Summary: Rearrangements of DNA can modify gene function by altering transcript sequences, and have been shown to be key driver events in cancers and rare diseases. Transcriptomic variants may involve gene fusions, both the regular gene-to-gene variety and irregular fusions, bridged by non-gene sequence, or they may involve single genes, such as duplications, inversions and deletions. Apart from standard fusions, these kinds of transcriptomic variants are difficult to detect in RNA-seq, and not many methods exist to discover them. We’ve developed a method to detect all kinds of transcriptional variants in cancer and rare disease. We validated our approach using 1,500 simulated variants and found that MINTIE could detect more variant types at higher recall than any other method, while maintaining a low false positive rate. We applied MINTIE to a large B-cell Acute Lymphoblastic Leukaemia cohort and found a recurrent irregular fusion in the tumour suppressor gene RB1, as well as other variants in other genes associated with the disease (such as ETV6 splice variants, and duplications within IKZF1 and PAX5).
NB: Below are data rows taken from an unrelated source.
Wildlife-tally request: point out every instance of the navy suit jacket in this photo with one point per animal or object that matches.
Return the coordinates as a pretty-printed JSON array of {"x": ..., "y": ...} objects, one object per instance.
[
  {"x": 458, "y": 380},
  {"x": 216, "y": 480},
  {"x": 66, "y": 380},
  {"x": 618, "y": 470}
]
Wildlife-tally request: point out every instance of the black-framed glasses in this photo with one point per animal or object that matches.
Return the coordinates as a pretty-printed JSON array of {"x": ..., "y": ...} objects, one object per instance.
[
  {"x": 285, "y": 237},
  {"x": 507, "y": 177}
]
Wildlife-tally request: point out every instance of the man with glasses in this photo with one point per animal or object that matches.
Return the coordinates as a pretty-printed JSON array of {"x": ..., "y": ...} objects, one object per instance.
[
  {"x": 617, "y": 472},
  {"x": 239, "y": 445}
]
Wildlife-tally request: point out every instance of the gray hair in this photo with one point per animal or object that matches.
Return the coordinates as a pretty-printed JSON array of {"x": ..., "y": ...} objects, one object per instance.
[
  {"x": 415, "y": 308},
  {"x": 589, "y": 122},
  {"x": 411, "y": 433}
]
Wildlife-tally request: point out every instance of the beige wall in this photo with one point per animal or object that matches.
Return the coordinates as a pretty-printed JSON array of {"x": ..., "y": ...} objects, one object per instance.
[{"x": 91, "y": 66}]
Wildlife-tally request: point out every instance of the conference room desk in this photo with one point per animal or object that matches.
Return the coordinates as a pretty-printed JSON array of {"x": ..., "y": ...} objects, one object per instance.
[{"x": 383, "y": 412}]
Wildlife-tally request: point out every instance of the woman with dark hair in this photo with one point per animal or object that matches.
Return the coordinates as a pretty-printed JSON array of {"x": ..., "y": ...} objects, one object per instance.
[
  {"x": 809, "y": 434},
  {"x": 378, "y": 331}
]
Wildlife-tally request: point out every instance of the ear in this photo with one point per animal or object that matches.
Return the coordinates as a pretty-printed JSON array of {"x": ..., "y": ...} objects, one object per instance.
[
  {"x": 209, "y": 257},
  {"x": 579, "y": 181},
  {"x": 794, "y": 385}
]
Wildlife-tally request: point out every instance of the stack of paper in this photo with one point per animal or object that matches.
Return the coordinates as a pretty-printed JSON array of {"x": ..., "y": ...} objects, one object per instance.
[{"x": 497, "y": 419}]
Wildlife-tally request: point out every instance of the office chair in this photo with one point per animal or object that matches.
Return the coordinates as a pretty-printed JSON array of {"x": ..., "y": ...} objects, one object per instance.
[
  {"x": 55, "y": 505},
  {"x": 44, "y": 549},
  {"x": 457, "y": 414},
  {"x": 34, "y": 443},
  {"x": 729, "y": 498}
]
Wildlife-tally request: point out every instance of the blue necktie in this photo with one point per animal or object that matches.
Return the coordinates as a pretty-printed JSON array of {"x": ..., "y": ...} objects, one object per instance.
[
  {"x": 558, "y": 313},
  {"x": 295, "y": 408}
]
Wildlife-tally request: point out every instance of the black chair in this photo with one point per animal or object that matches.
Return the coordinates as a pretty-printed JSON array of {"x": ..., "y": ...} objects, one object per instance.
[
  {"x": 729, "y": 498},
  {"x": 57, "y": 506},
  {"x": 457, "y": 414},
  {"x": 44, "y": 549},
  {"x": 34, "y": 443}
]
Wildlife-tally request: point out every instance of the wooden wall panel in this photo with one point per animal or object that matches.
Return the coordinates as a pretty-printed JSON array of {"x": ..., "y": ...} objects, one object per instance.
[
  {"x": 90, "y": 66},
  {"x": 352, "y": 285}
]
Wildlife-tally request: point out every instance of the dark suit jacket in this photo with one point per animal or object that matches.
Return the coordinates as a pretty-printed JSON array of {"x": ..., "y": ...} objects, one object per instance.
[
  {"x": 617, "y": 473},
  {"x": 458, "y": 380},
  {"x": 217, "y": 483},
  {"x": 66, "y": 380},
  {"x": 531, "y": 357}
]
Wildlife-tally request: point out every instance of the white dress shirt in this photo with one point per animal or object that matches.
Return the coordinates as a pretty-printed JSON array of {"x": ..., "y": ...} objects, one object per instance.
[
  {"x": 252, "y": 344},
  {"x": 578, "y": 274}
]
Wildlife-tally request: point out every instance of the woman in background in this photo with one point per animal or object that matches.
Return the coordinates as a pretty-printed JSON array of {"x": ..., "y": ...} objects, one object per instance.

We also applied our method to a rare muscle disease cohort and found a previously undetected irregular fusion in the muscle-disease associated DMD gene, in an undiagnosed patient. We anticipate MINTIE will uncover new disease variants across a range of diseases and cancer types.


SVclone
code | paper | A method for inferring the cancer cell fraction of tumour structural variation from whole-genome sequencing data.

Summary: Cancer arises through DNA mutations in the genome. As populations of cancer cells divide, they continue to mutate and pass on their mutations to their daughter cells. Subpopulations of similar cells (called clones) can be identified by the proportions of mutations from bulk-sequenced tissue. Tracking these clones allows us to obtain valuable information about the tumour’s evolution. For example, we may identify mutations in certain clones that may confer resistance to particular treatments, allowing us to target treatment most effectively. Most approaches that identify clones look at single-nucleotide mutations, which are the most common mutation type we observe in cancers. Large rearrangements of DNA, called structural variation (SV), also occur and can have significant effects on the tumour genome, however, currently we lack approaches to characterise the SVs specific to certain clones. To address this, we developed a probabilistic model, called SVclone, that takes the SVs we have detected in our tumour sequencing sample and uses this information to identify clones. We applied our approach to a cohort of over 2,600 sequenced tumour samples across 38 tumour types and found distinct patterns across different cancer types. We identified one particular subset of samples with clones containing a characteristic set of rearrangements. Patients with these clones had reduced overall survival, suggesting that finding patterns such as this may help identify clinically relevant subtypes of cancers, ultimately leading to better monitoring and treatment.


EC DTU pipe
code | paper | A pipeline for performing differential transcript usage (DTU) analysis using equivalence classes, transcript quantifications and/or exon counts.


Perfect Phylogeny
code | blog 1 | blog 2 | An implementation of the perfect phylogeny and incomplete phylogeny algorithms, for building and inferring phylogenetic trees.